Moroney is the strategic economic initiative director in charge of working with Foxconn as the company begins its Wisconsin project. The state has committed nearly $3 billion in tax incentives for a “pay-as-you-go” project he said is “largest foreign direct investment in U.S. history.”

Moroney called the Foxconn project a “catalyst” the state hopes could reverse “brain drain” that has dragged on Wisconsin’s workforce and economy for decadesand said the project represents an “extreme home makeover on steroids” that could have a ripple effect of benefits and challenges that spreads throughout the state.

During a 30-minute talk, Moroney laid out a timeline showing Foxconn plans to break ground this spring. By 2019, there could be 8,000 to 10,000 construction workers on site.

He told Whitewater area business officials, including some affiliated with UW-Whitewater, that Foxconn is committed to fostering “incubators, accelerators and entrepreneurship opportunities” linked to its development of large-screen technology in Wisconsin.

The state is also trying to find the best way to connect Wisconsin’s university and technical college networks to planners at Foxconn, he said.

“We need to do a lot of investigating on attracting and training and retaining workers and keeping graduates here,” Moroney said. “We view this as a chance to get ‘brain gain.’”

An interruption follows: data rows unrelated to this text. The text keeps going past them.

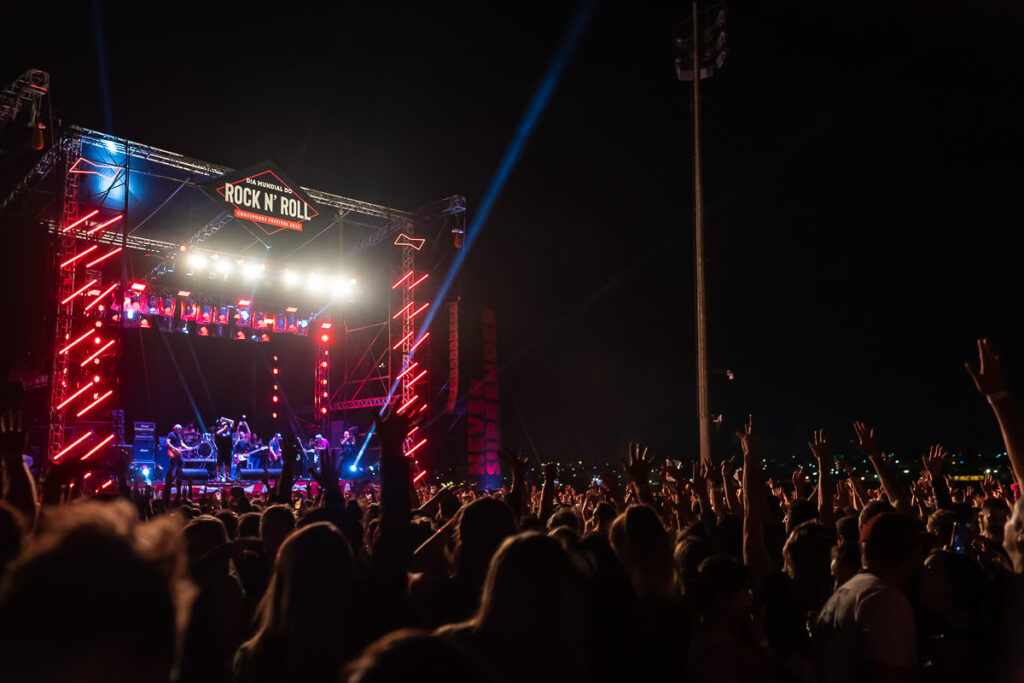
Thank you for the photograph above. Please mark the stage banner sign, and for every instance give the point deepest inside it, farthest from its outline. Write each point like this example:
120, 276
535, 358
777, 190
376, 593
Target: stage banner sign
263, 195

Some local and tech colleges Moroney said the state has talked to so far have started to think about how they can reshape programs in ways that gear students toward work at Foxconn or within the industries that could spring up as a result of Foxconn’s presence.

“We need to dive deeper,” he said. “Educational groups are looking at this as an opportunity to reinvent their programs and be a little more nimble and more focused.”State officials are establishing channels for businesses, communities and economic development groups in Wisconsin to tap into a pipeline Moroney said will create a $1.4 billion supply chain—larger than that of any other single industry in Wisconsin.

They are paying particular attention to that supply chain and wants to find ways to give Wisconsin companies a “chance to participate.”

“We’ve told them we want them to use Wisconsin-based suppliers wherever possible,” Moroney said.

He said the state plans to make one resource, its Supply Chain Marketplace website, a conduit that could link supply chain companies in Wisconsin with Foxconn.